I found myself breathless, probably from jogging. Or from Bodie — broody and tense and pumping out testosterone and pheromones at me like tear gas.
“Hey,” I breathed, wishing I could wrap myself around him like a boa constrictor. As much as I’d thought I’d missed him, it was nothing compared to standing there in front of him without permission to touch him. “I’m so sorry I’m late.”
He attempted to relax with a deep breath that lowered his square shoulders just a touch. “It’s all right, but can we get inside? I could use a drink.”
I smiled, hoping it looked like I wasn’t nervous as shit. “Yeah. Of course.”
We headed over to the box office in heavy silence, and I picked up our tickets. And within a few minutes, we were stepping under the blasting air-conditioning and making our way to the bar.

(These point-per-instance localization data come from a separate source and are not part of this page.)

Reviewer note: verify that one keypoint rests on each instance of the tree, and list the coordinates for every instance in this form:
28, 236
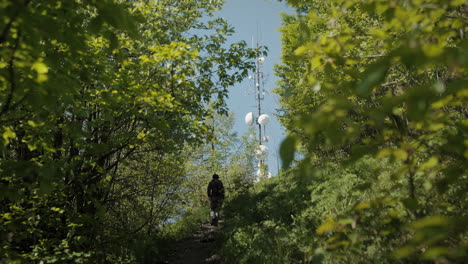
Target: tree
106, 82
373, 97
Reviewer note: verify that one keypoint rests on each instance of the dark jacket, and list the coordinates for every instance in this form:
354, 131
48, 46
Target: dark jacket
215, 189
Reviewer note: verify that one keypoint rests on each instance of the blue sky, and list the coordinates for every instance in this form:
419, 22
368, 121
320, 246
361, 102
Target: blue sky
249, 17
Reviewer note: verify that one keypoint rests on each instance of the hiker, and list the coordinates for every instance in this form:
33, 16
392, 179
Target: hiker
216, 195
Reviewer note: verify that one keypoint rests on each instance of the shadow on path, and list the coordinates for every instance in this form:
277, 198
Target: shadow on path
198, 249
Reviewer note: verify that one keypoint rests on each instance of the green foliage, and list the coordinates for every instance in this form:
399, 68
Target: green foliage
97, 101
373, 97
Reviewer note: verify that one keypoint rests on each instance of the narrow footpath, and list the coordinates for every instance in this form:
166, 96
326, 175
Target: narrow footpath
199, 249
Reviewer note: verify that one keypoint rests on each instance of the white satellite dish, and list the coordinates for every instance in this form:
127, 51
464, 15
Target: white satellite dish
263, 173
261, 60
263, 119
249, 119
261, 152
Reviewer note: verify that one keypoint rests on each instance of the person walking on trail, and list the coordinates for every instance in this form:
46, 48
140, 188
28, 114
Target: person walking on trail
216, 195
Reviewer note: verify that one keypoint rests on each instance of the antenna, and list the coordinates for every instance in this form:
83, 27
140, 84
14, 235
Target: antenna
261, 152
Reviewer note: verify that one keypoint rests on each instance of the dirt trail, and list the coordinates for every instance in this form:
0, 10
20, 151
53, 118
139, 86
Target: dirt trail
199, 249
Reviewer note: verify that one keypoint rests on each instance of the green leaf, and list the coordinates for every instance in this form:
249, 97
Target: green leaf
373, 76
7, 135
287, 150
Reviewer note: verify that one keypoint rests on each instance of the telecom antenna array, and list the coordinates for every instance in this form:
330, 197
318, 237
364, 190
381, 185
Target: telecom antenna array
261, 119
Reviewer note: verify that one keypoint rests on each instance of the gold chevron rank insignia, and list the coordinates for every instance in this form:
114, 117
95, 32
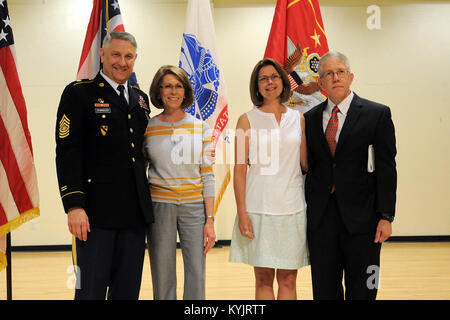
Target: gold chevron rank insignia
64, 127
104, 130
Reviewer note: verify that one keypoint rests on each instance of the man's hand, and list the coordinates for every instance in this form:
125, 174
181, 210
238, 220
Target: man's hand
384, 231
78, 223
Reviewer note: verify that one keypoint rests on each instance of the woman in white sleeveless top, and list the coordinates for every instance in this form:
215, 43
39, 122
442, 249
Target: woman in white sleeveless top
270, 228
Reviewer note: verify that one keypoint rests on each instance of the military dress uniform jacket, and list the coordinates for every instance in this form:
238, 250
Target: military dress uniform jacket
99, 159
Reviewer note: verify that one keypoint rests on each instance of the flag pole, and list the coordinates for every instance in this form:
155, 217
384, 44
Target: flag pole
8, 267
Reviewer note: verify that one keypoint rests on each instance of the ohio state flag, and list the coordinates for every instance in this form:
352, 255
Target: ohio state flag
297, 40
200, 61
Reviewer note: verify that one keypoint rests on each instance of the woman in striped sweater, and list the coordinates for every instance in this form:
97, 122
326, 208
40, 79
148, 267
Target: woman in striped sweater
181, 181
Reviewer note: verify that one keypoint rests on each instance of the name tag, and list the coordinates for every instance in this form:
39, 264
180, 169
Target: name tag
102, 108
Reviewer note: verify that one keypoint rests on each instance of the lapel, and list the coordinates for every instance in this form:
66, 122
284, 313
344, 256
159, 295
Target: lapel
318, 127
352, 117
108, 93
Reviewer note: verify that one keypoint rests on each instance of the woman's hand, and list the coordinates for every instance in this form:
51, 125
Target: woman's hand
245, 226
209, 235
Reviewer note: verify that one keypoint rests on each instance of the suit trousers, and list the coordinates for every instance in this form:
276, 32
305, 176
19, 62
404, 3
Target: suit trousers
335, 252
110, 264
188, 220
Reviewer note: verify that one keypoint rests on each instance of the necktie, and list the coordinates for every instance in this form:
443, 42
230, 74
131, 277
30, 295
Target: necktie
121, 88
330, 132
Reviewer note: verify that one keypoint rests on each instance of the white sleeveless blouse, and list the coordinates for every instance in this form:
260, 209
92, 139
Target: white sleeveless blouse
274, 183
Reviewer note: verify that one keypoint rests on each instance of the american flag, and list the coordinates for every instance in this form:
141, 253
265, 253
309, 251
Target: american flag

It was already packed and loud, and within ten feet, the air-conditioning was a distant memory — the heat from the hundreds of bodies packed into the space had turned it into a sauna. We waited in line at the bar, trying to shout at each other over the noise with a thousand things we wanted to say pressing on us like the oppressive heat
.
Lucky’s was general admission only, and we wormed our way through the masses to get as close to the stage as we could. Every second, the crowd closed in a little tighter around us, and I slammed my double tequila almost as fast as he slammed his double whiskey.
Bodie leaned down to my ear. “I’m gonna get us another round.”
I nodded and yelled, “I’ll be here,” which sounded way less cute in scream-speak.
He disappeared into the crowd, and I took a breath and let it out. As excited as I had been to see Bodie, he was angry and tense, and it was my fault. The combination of me going radio silent, him having to wait an hour for me in the hundred degree heat, and the fact that we hadn’t talked about anything we wanted to — it was almost too much to bear in the span of a few minutes.
It all of a sudden felt like a kamikaze mission, and I clambered for a way to salvage the night.
A few minutes after he left, he was back with a fresh drink, looking a little more relaxed. He smiled and brought his lips to my ear. “I found another bar upstairs, it was empty.”
I reached up on my tiptoes to get to his ear in return. “Good. Thank you.”
He repeated the ridiculous motion to get to my ear, the frustrating lag in conversation pissing me off.
“You’re welcome.” He ran a strand of my blue hair through his fingers. “You changed your hair.”
I nodded, our lips had found places, our cheeks almost pressed together so we didn’t have to move. “You like it?”
“It’s different,” he answered enigmatically just as the crowd began to cheer.
I turned to find the opening band making their way onto the stage, raising their hands to the crowd as they picked up their instruments. And just like that, any shot we’d had to talk was blown.
We bounced around to the opening band, pounding drinks. By the time their set was finished, Bodie and I hadn’t spoken, and we’d each had three doubles. This could have been a good thing, except for the fact that we were both drinking to ease our nerves. Or at least I was. Bodie seemed to be drinking so he could tolerate me.